As I write, Donald Trump supporters are lining up outside a stadium about thirty miles north of here for a rally that begins many hours from now. This is confusing to me. Lining up for Trump? Who are they?
Yesterday, my husband and I met an immigrant family of nine and talked to them about how a local non-profit is helping them through their grief over the death of their baby girl. Last week, we visited an Adult Day Health Center that serves people who have dementia or have suffered brain trauma. We talked to a woman in her fifties whose face lit up with joy as she described how the time she spent at the center had given her the courage to go back to work after a stroke. The week before that, we interviewed a Seattle teacher who found an affordable apartment for herself and her son, with the help of a housing non-profit.
This is our day job: making short films for non-profits to help them raise money and spread the word about what they do. August is always a busy time for us, as our clients get ready for their fall events.
We feel very lucky that we get to do this work for a living. That we get to hear, and tell, stories about people helping people. Stories that debunk, over and over again, the American myth of rugged individualism; that show how much we Americans can do, when we pay attention to one another’s needs. When we are able to truly see each other, and recognize that we are all connected.
Which is why it is so hard for me to understand the Trump supporters who are standing in that line. I wonder who they are, and how it is they came to actually support this candidate who stands for slammed doors and high walls and connections based only on hate and fear.
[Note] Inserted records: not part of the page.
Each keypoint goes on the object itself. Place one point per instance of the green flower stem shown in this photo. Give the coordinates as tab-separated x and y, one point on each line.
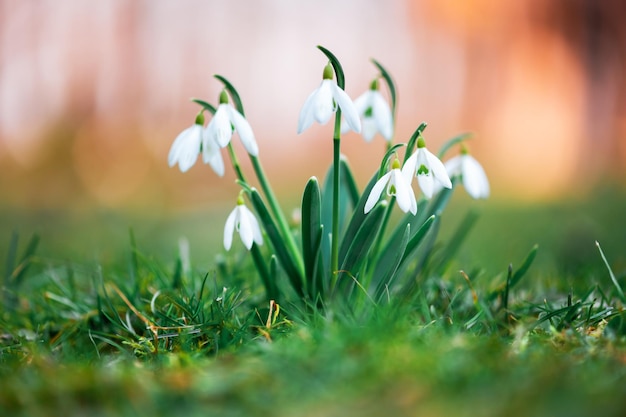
334	248
261	267
278	213
383	226
235	162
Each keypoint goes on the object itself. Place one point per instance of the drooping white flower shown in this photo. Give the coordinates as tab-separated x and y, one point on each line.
190	142
429	169
324	101
226	120
472	174
375	114
243	221
398	185
186	147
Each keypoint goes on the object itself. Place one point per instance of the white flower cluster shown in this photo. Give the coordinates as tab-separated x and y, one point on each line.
369	114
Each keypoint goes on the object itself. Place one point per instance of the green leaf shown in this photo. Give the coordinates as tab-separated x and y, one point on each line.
234	95
362	242
283	254
311	234
450	143
410	147
348	199
264	273
387	264
208	107
341	81
347	181
390	84
417	238
357	219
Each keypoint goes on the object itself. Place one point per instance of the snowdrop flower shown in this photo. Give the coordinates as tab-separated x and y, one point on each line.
429	169
226	120
375	114
324	101
243	221
398	185
472	174
188	145
211	153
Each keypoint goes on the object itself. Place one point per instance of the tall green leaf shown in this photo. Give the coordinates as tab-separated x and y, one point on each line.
312	234
360	245
284	256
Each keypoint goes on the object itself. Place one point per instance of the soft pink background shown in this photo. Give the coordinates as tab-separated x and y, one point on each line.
92	94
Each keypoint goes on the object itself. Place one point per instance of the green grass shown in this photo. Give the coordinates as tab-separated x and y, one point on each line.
74	335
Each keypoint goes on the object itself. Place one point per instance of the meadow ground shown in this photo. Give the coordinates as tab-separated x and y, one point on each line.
94	322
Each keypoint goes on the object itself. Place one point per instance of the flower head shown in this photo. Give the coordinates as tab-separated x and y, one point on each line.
472	174
429	169
398	185
243	221
375	114
186	147
324	101
226	120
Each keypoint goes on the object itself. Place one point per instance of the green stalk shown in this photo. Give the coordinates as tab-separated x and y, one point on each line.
235	162
334	249
278	213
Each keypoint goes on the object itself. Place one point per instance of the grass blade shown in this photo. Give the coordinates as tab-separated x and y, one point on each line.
620	292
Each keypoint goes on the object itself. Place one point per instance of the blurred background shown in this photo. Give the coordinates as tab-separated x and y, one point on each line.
92	94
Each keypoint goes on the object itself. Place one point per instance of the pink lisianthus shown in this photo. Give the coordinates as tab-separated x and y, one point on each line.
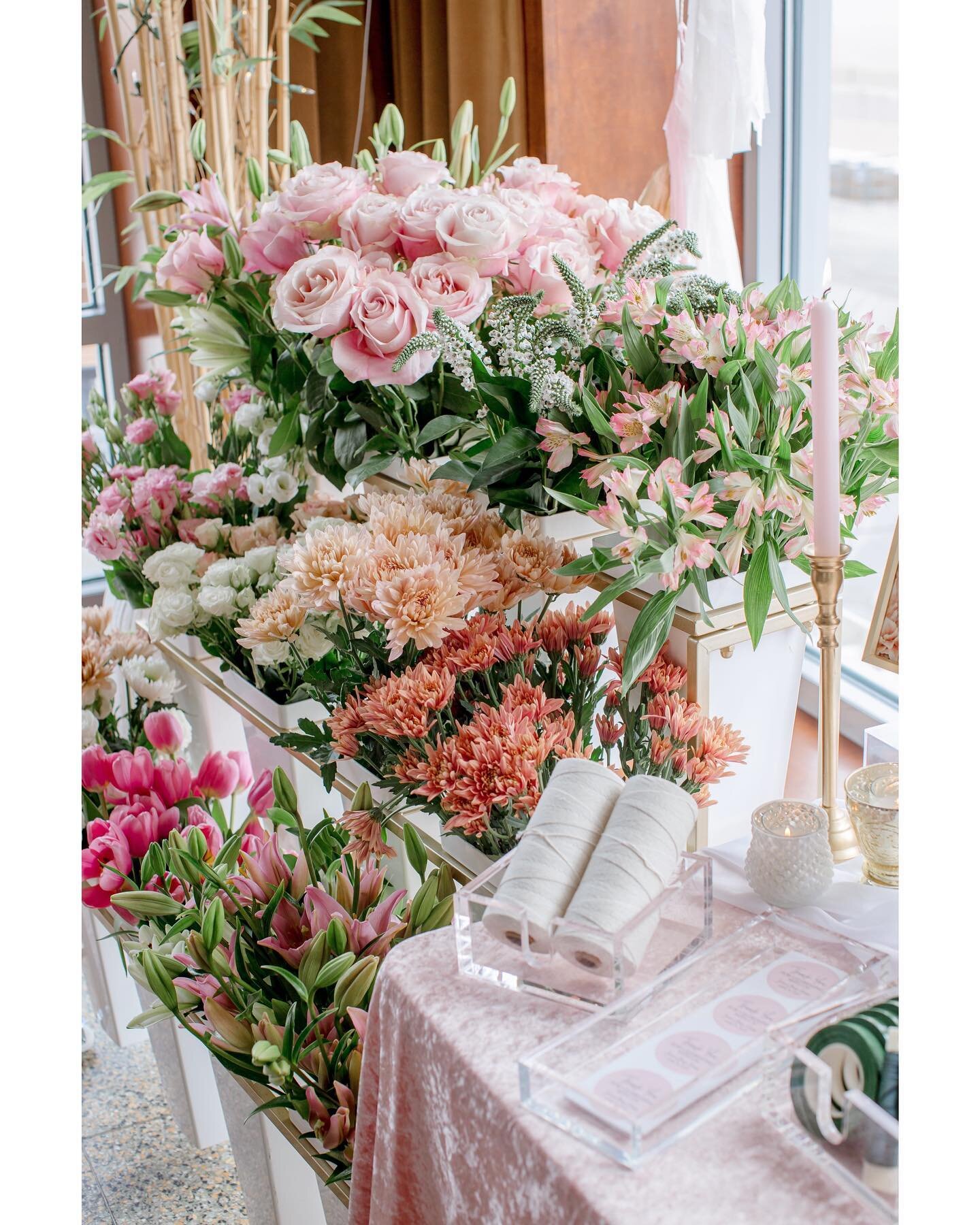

The people I meet in my work are not the West Coast bubble-dwelling limousine liberals Trump loves to disparage. They are people who have rolled up their sleeves to actually find solutions to the toughest problems we face: homelessness, affordable housing, how to help vulnerable people weather trauma, loss, illness. How to make our schools better. How to protect our wild places for the next generation. If I dwell in a bubble, it is one in which compassion and inclusion are the norm. It is one in which people are allowed to be poor, or new to this country, or different in abilities, and dignified at the same time.
The interviews we do are my favorite part of the job. I love to listen to peoples’ stories. I love it when they surprise me, which they nearly always do. What’s much harder is what comes next: going back through those interviews, selecting the very best bits, and laying them out in an order that makes sense. It’s so important to me to get their stories right, especially during a year when slandering whole groups of people has become the Trumpian norm.
So I’m going to get back to work now. Thanks, Trump, for inspiring me to appreciate my day job even more. And I think we all know your rally is not going to make a difference in how our state votes. Because not very many of us live in your bubble. Thank God.
Here’s some inspiration to put on your calendar: A reading by writers who have experienced homelessness, September 12 at 7pm at the University Branch of the Seattle Public Library. Check out Nicole Brodeur’s Seattle Times column about the Mary’s Place writers and their writing group leader, Julie Gardner.
I don’t understand it either. I wonder if they are disenfranchised, but for reasons that aren’t mine. I love that we can have public discourse, but the lack of intellect and logic from his side of the argument is deathly frightening to me.
Nicely stated. I too wonder who these Trump supporters. I am always surprised when I meet them. Some are rather intelligent people with masters and doctorates. But they all have one thing in common, a hatred of something in their past or present. They are haters… Even if they would not describe themselves as such.
Well said! I have friends who are supporters, and it has gotten ugly. I made the rule finally. you vote your way I vote mine, NOT gonna lose a friend over this. But if he wins and things go to hell, I am TOTALLY rubbing it in while we are all in the soup line.